Pierwszy sezon na 100% Premier Padel została uruchomiona, a wśród nich już pojawiają się nowe kontrowersje, obserwatorom przykuły uwagę pewne aspekty: Dzikie karty przyznawane były „początkującym” graczom.

Można by pomyśleć, że określenie „początkujący” jest przesadzone, a jednak… Nie chcąc wyznaczać konkretnego zawodnika – bo absolutnie nie to jest celem tego artykułu – ambicją tego artykułu jest dowiedzieć się, czy tak, czy nie, musimy bezwzględnie przyznaj dzikie karty graczom z kraju goszczącego, jeśli ten kraj goszczący niekoniecznie oferuje graczy z kraju goszczącego padel Potwierdzony.

Kiedy widzimy, że pewne przypisy są stawiane zawodnikom, którzy ledwo znają pierwsze zasady taktyczne tego sportu, czy mamy prawo powiedzieć sobie, że tę zasadę należy złagodzić lub lepiej uregulować?

Rozwiązanie: toaleta dla 300 najlepszych graczy na świecie

Na przykład mamy 4 „Major” (4 turnieje padel najważniejsza na świecie) i choć nie można zaprzeczyć, że Francja, Włochy, a nawet Meksyk mają doświadczone zawodniczki, Katar nie dysponuje obecnie grupą doświadczonych zawodniczek, szczególnie wśród kobiet. Czy zatem FIP mogłaby spróbować uregulować przydział tych PŚ, na przykład zastrzegając, że jeśli ci gracze nie znajdą się na liście 300 najlepszych graczy na świecie, nie będą mogli otrzymać dzikiej karty? Dzięki temu uniknęlibyśmy znalezienia się w sytuacji, która zniekształciłaby turniej.

A jak zwykle mówimy, że jesteśmy szowinistyczni i że krytykujemy np. dlatego, że Francja na tym nie zyskuje.

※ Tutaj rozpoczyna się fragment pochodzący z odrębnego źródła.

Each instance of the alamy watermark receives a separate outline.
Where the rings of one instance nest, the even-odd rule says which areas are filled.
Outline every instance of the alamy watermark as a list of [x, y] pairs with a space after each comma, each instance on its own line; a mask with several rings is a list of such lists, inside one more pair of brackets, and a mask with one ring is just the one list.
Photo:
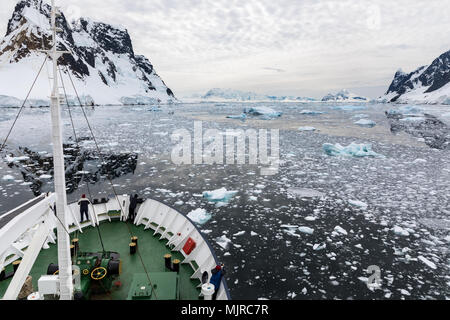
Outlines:
[[381, 268], [376, 265], [369, 266], [367, 273], [371, 274], [367, 279], [367, 288], [372, 291], [381, 289]]
[[178, 129], [171, 139], [175, 144], [172, 162], [176, 165], [259, 165], [264, 176], [275, 175], [279, 170], [278, 129], [203, 130], [203, 123], [195, 121], [193, 136], [187, 129]]

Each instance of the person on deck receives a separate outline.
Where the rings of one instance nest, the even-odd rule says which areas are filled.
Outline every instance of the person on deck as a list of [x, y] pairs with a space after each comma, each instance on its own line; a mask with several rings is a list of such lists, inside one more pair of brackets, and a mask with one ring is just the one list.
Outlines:
[[134, 197], [130, 198], [130, 209], [128, 213], [128, 218], [133, 222], [134, 218], [136, 217], [136, 207], [138, 204], [138, 195], [135, 194]]
[[78, 200], [78, 205], [80, 206], [80, 216], [81, 216], [81, 221], [80, 223], [84, 222], [84, 216], [86, 215], [86, 221], [89, 221], [89, 205], [91, 204], [91, 202], [86, 199], [86, 195], [83, 194], [81, 196], [81, 199]]
[[216, 300], [217, 298], [217, 292], [220, 288], [220, 283], [222, 282], [223, 276], [226, 274], [224, 265], [217, 265], [214, 269], [211, 270], [211, 279], [209, 280], [209, 283], [214, 285], [214, 294], [212, 296], [213, 300]]

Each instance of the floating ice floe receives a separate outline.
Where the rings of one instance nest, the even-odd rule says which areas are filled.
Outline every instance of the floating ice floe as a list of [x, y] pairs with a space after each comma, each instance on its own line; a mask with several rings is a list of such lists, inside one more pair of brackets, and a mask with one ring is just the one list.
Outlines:
[[335, 106], [333, 107], [333, 110], [341, 110], [341, 111], [356, 111], [356, 110], [364, 110], [366, 109], [365, 106], [353, 106], [353, 105], [347, 105], [347, 106]]
[[313, 234], [314, 233], [314, 229], [311, 229], [309, 227], [299, 227], [298, 231], [300, 231], [301, 233], [306, 233], [306, 234]]
[[225, 188], [221, 188], [214, 191], [205, 191], [203, 192], [203, 197], [211, 202], [227, 204], [236, 194], [237, 191], [228, 191]]
[[11, 157], [11, 156], [6, 156], [5, 158], [6, 162], [8, 163], [12, 163], [12, 162], [20, 162], [20, 161], [26, 161], [26, 160], [30, 160], [30, 157], [27, 156], [23, 156], [23, 157]]
[[13, 180], [15, 180], [15, 178], [13, 176], [7, 174], [7, 175], [3, 176], [2, 180], [3, 181], [13, 181]]
[[206, 212], [205, 209], [201, 208], [189, 212], [187, 216], [189, 219], [200, 225], [205, 224], [211, 219], [211, 214], [209, 212]]
[[324, 114], [324, 112], [314, 111], [314, 110], [302, 110], [302, 111], [300, 111], [300, 114], [316, 116], [316, 115]]
[[269, 107], [252, 107], [244, 109], [244, 113], [252, 116], [263, 116], [266, 119], [279, 118], [283, 115], [283, 112], [275, 111]]
[[352, 142], [344, 147], [339, 143], [325, 143], [323, 150], [329, 156], [345, 156], [345, 157], [384, 157], [372, 150], [371, 144], [357, 144]]
[[431, 269], [434, 269], [434, 270], [437, 269], [436, 265], [433, 262], [431, 262], [430, 260], [428, 260], [427, 258], [425, 258], [424, 256], [418, 256], [417, 259], [419, 259], [420, 261], [425, 263]]
[[314, 251], [320, 251], [320, 250], [325, 249], [326, 247], [327, 247], [327, 244], [326, 244], [326, 243], [315, 244], [315, 245], [313, 246], [313, 250], [314, 250]]
[[337, 226], [336, 228], [334, 228], [334, 231], [336, 231], [337, 233], [343, 234], [345, 236], [348, 235], [348, 232], [340, 226]]
[[307, 188], [289, 188], [288, 193], [299, 198], [322, 198], [325, 196], [324, 193]]
[[308, 216], [308, 217], [305, 218], [305, 220], [309, 221], [309, 222], [313, 222], [313, 221], [316, 221], [317, 218], [316, 217], [312, 217], [312, 216]]
[[233, 234], [233, 236], [240, 237], [240, 236], [243, 236], [244, 234], [245, 234], [245, 231], [239, 231], [238, 233]]
[[386, 113], [390, 114], [390, 115], [422, 114], [423, 110], [416, 106], [402, 106], [402, 107], [398, 108], [398, 110], [391, 109], [391, 110], [386, 111]]
[[300, 127], [298, 128], [299, 131], [316, 131], [317, 129], [314, 127]]
[[223, 249], [228, 250], [231, 244], [231, 240], [227, 238], [226, 235], [216, 238], [216, 243]]
[[424, 122], [426, 119], [424, 117], [406, 117], [403, 119], [400, 119], [402, 122]]
[[398, 236], [402, 236], [402, 237], [408, 237], [409, 236], [409, 232], [407, 230], [403, 229], [402, 227], [394, 226], [394, 228], [392, 230]]
[[359, 207], [364, 210], [369, 206], [367, 203], [359, 200], [348, 200], [348, 203], [350, 203], [352, 206]]
[[51, 178], [53, 178], [53, 177], [49, 174], [43, 174], [39, 177], [39, 179], [43, 179], [43, 180], [49, 180]]
[[377, 125], [377, 123], [373, 120], [369, 119], [361, 119], [359, 121], [356, 121], [355, 124], [357, 124], [360, 127], [366, 127], [366, 128], [373, 128]]
[[228, 119], [238, 119], [238, 120], [245, 120], [247, 119], [247, 115], [245, 113], [242, 113], [240, 115], [231, 115], [227, 116]]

Dokładnie, para w 100% francuska, Alix Collombon / Jessica Ginier stanęła przed parą, którą można uznać za „amatorską” rozmawiać dyplomatycznie. Nie chodzi o to, żeby być złośliwym i krytykować graczy, którzy odważyli się wejść na arenę podczas jednego z 4 turniejów Major w padel międzynarodowy. Oczywiście mamy głęboki szacunek dla tych zawodników, którzy wychodzą na boisko na mniej niż godzinę, a często wracają do domu z dotkliwą porażką.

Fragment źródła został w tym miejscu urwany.